We can get the location and dimensions of the focused screen in XMonad by stealing some code from floatLocation in XMonad.Operations:

windowScreenSize :: Window -> X (Rectangle)
windowScreenSize w = withDisplay $ \d -> do
    ws <- gets windowset
    wa <- io $ getWindowAttributes d w
    bw <- fi <$> asks (borderWidth . config)
    sc <- fromMaybe (W.current ws) <$> pointScreen (fi $ wa_x wa) (fi $ wa_y wa)

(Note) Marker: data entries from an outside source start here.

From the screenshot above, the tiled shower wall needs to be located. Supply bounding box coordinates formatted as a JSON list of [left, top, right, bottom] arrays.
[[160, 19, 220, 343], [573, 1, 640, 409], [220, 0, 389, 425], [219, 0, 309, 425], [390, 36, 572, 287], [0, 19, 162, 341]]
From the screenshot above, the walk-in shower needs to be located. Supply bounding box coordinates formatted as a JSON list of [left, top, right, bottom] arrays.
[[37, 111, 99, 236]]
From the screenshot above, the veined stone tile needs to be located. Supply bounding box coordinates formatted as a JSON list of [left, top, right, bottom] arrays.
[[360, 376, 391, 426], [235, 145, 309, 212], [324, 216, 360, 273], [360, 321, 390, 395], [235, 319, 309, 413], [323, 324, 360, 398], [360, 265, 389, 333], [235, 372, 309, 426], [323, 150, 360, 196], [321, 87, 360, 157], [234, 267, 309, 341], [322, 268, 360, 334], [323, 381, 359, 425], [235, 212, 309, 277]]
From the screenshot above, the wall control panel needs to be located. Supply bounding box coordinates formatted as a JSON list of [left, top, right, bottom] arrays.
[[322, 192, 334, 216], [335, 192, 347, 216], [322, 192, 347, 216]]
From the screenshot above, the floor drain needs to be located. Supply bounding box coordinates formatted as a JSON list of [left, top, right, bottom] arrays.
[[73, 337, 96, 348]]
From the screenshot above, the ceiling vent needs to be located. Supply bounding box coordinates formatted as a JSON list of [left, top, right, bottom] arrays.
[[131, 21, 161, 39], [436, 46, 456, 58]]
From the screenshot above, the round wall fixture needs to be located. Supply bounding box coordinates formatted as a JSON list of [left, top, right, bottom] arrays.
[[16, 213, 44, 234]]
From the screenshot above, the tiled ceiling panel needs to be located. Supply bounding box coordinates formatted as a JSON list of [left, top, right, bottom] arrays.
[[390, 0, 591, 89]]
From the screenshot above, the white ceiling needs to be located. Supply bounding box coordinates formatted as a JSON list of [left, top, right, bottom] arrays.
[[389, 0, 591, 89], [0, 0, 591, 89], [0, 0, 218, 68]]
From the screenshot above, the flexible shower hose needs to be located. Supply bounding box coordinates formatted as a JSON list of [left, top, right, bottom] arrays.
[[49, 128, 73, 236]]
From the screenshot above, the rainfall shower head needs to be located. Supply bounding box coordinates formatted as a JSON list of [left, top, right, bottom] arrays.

    return $ screenRect . W.screenDetail $ sc
  where fi x = fromIntegral x

focusedScreenSize :: X (Rectangle)
focusedScreenSize = withWindowSet $ windowScreenSize . fromJust . W.peek

We can then pass those to our script with something like:

keyMapDoc :: String -> X Handle
keyMapDoc name = do
  ss <- focusedScreenSize
  handle <- spawnPipe $ unwords ["~/.xmonad/", name, show (rect_x ss), show (rect_y ss), show (rect_width ss), show (rect_height ss)]
  return handle

The math is straightforward so I won’t cover it here. We end up with something like:

INFO=$(cat ...)
N_LINES=$(wc -l <<< "$INFO")
(echo "$KEYMAP"; echo "$INFO"; cat) | dzen2 -h $LINE_HEIGHT -y $Y ...

The Result


It’s not quite nice enough to start a project called spacenads yet, but it’s exactly what I wanted. I have made some more tweaks and gone a little further than is described here, but you can see what I’m actually using on my github.